# Am I losing my sanity?



## mbdfan (Jul 31, 2018)

I started experiencing derealization about 3 1/2 months ago. I believe it was brought on by quitting my antidepressants of 15 years cold turkey. In the time since Ive had varying degrees of experiencing the symptoms of derealization but I started experiencing something about 3 days ago that I'm unsure is a symptom of derealization and has me questioning my sanity. I suddenly started recalling random dreams and memories from years ago, which occasionally happens except ever since this happened a few nights ago it's like I can't shut it off, my mind keeps randomly recalling memories and dreams of years gone by, like unless I'm heavily distracting myself it seems to constantly happen. It's the worst first thing in the morning and late at night and I experience it more it seems if I'm in a dark room. Has anyone else experienced this?


----------



## Chip1021 (Mar 24, 2018)

Yeah, mine does that too. In fact, it's probably one of my most prominent and frustrating symptoms. Though I've always had that issue to some degree, so for a good portion of my life I just assumed it was normal.


----------



## Jackk11 (May 9, 2018)

I wasn’t getting the this before DP. I was going through a stressful period but was eager for summer vacations and I kept getting random flashbacks of days from years past and then a few days later I woke up and my emotions and mind were turned way down.


----------



## Chip1021 (Mar 24, 2018)

That's interesting. So you say your "mind" is turned way down? Is that similar to what people her refer to as "blank mind"?

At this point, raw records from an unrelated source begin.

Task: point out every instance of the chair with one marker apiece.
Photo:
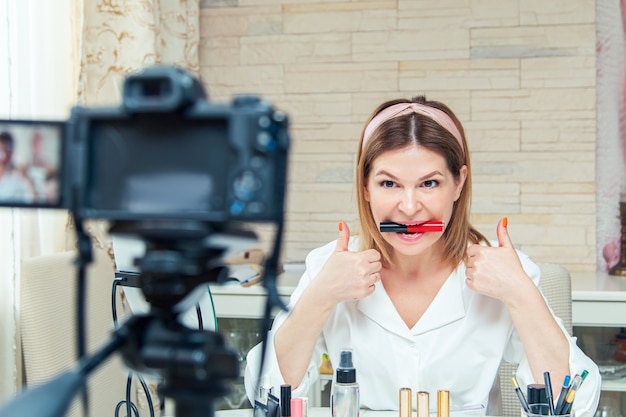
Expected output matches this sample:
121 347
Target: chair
556 286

I feel the opposite...my "mind" just won't shut up.


----------



## Jackk11 (May 9, 2018)

Chip1021 said:


> That's interesting. So you say your "mind" is turned way down? Is that similar to what people her refer to as "blank mind"?
> 
> I feel the opposite...my "mind" just won't shut up.


Idek honestly it's confusing as fuck. I feel like I get these random thoughts words and phrases once my head such as song lyrics and they repeat and repeat but my thoughts never mean anything. I dont know if it's blank mind because I can make mental pictures and I can copy music in my head and produce coherent thoughts if I try but it feels like I'm just talking to myself


----------



## Chip1021 (Mar 24, 2018)

Jackk11 said:


> Idek honestly it's confusing as fuck. I feel like I get these random thoughts words and phrases once my head such as song lyrics and they repeat and repeat but my thoughts never mean anything. I dont know if it's blank mind because I can make mental pictures and I can copy music in my head and produce coherent thoughts if I try but it feels like I'm just talking to myself


This is me to a T (or is it tee? I've never seen the expression written, nor do I know where it comes from).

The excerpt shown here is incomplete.